Finance leaders are seeking technology and services that can give them insights on demand so they can execute operations like reporting and payments more quickly, too.
Data remains at the heart of these capabilities, and thanks to open banking, financial institutions (FIs) are embracing the opportunities that can be found in unlocking the data they hold. But how to move that data into the enterprise, and what to do with it when it gets there, remain unanswered questions for many corporate treasurers — or, at least, the answers they find are still evolving.
“What’s really plagued treasury teams for decades is the data, and the integration of data, sitting at their banks and how they marry that with this ocean of data they have in their core systems,” he told PYMNTS in an interview.
To achieve that integration, and to gain the most value out of that data once it is unlocked, the ecosystem must embrace a mindset shift, he said.
Unlocking Real-Time Data
There are plenty of ways of unlocking data that sits within bank systems and integrating it into corporate treasury platforms like enterprise resource planning (ERP) systems. For years, this method has involved treasurers simply waiting for their banks to send statements in the mail, or via email, and manually entering that information.
But with B2B payments embracing real-time functionality, and with treasurers needing to keep pace with accelerating operations, these finance leaders are no longer willing to wait for weekly or monthly insights that are not seamlessly added into their systems.
Open banking has been able to facilitate real-time data connectivity between banks and ERPs, but it has required a mindset shift in the corporate banking space.
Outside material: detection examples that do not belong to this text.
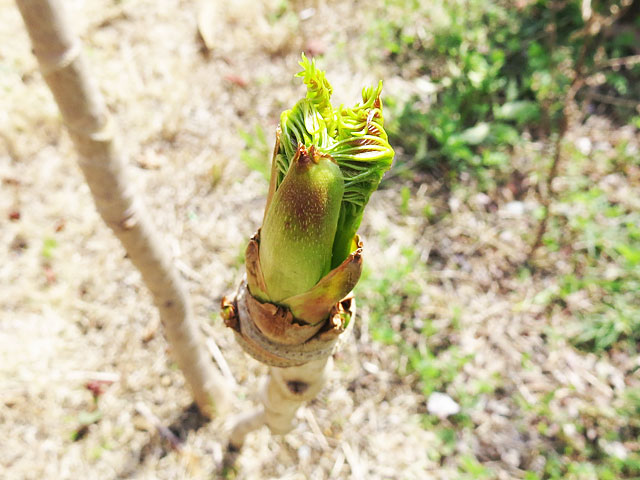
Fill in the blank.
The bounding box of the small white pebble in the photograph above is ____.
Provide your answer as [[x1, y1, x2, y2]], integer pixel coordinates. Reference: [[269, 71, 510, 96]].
[[427, 392, 460, 418]]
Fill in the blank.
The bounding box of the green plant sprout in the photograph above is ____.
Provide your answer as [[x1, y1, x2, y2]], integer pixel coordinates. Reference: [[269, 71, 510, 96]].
[[247, 55, 394, 322]]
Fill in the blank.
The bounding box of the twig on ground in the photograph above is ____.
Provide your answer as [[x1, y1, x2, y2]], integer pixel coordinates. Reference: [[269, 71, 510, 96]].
[[17, 0, 230, 416]]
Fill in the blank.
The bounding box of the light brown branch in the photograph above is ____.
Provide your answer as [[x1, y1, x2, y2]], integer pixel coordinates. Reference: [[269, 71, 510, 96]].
[[17, 0, 229, 416]]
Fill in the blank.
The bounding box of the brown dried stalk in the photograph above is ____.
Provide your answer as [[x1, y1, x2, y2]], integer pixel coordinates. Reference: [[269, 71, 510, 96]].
[[16, 0, 229, 416]]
“There is the mindset that it’s the bank’s data and not their data,” said Klein.
Yet as open banking proliferates, banks and treasurers alike have embraced the concept that data that sits within the banks are owned by the treasury clients themselves.
The question then turns to how to actually facilitate the movement of that data.
“I think it’s the responsibility of the treasurer to get their data from their banks,” Klein noted. “However, the challenge is in the technology. The technology has made that very challenging to do, so there’s a lot of reliance on the bank.”
Open banking has also driven adoption of application programming interfaces (APIs), and for FinLync itself, also encouraged a mindset shift. While the company had initially invested in blockchain infrastructure to move data, the market has shifted in a way that recognizes the power of APIs to more efficiently migrate information into back-office systems. What’s more, APIs can do so instantly, supporting treasurers’ need for real-time visibility into their finances.
As the corporate financial services world navigates the logistics of how to support treasurers’ need for real-time data, those finance professionals are also engaging in their own internal debates about what to do with the power to access insights in real time.
On one hand, a treasurer may not need to obtain insights and analytics in a non-stop cycle of instant automation. After all, what use is a financial report if access to real-time data will mean that the insights on that report change from moment-to-moment?
But as Klein noted, it’s not merely a valuable advancement for the purposes of reporting. Real-time data integration empowers treasurers to participate in an economy that is moving faster in other ways, too.
“Real-time payment networks are now ubiquitous around the globe,” he said. “This means that your multinational corporation is getting paid in real time. But how do you get visibility on that in real time to know where you have cash and where to attract cash?”
API data connectivity provides visibility into insights about when and where companies have been paid, allowing treasurers to make more agile investment decisions in everything from customer credit to shipping and logistics. It also supports real-time reconciliation and, thanks to the ability to consolidate data, can unlock insights not just for the treasurer, but for the enterprise at large.
Klein said he is confident that a real-time payments ecosystem will “revolutionize working capital” for corporates. But it won’t occur all at once.
There are the logistical challenges of ensuring payments, banking and treasury infrastructure can facilitate real-time operations and data integrations. But at the broader level, there is also the mental challenge of wrapping treasurers’ heads around concepts like real-time liquidity management, faster investment decision making and on-demand analytics.
Historically, treasurers have not had such capabilities despite advancements in technology. And according to Klein, it’s something that will take a bit of time getting used to.
“It’s such a mindset shift,” he said. “One of the biggest challenges is just the appreciation that this is happening. The treasurer is highly skeptical of solutions they’ve adopted in the past that haven’t always given them what has been promised. But if it works, and it provides them this value, we’ll see a massive acceleration in adoption.”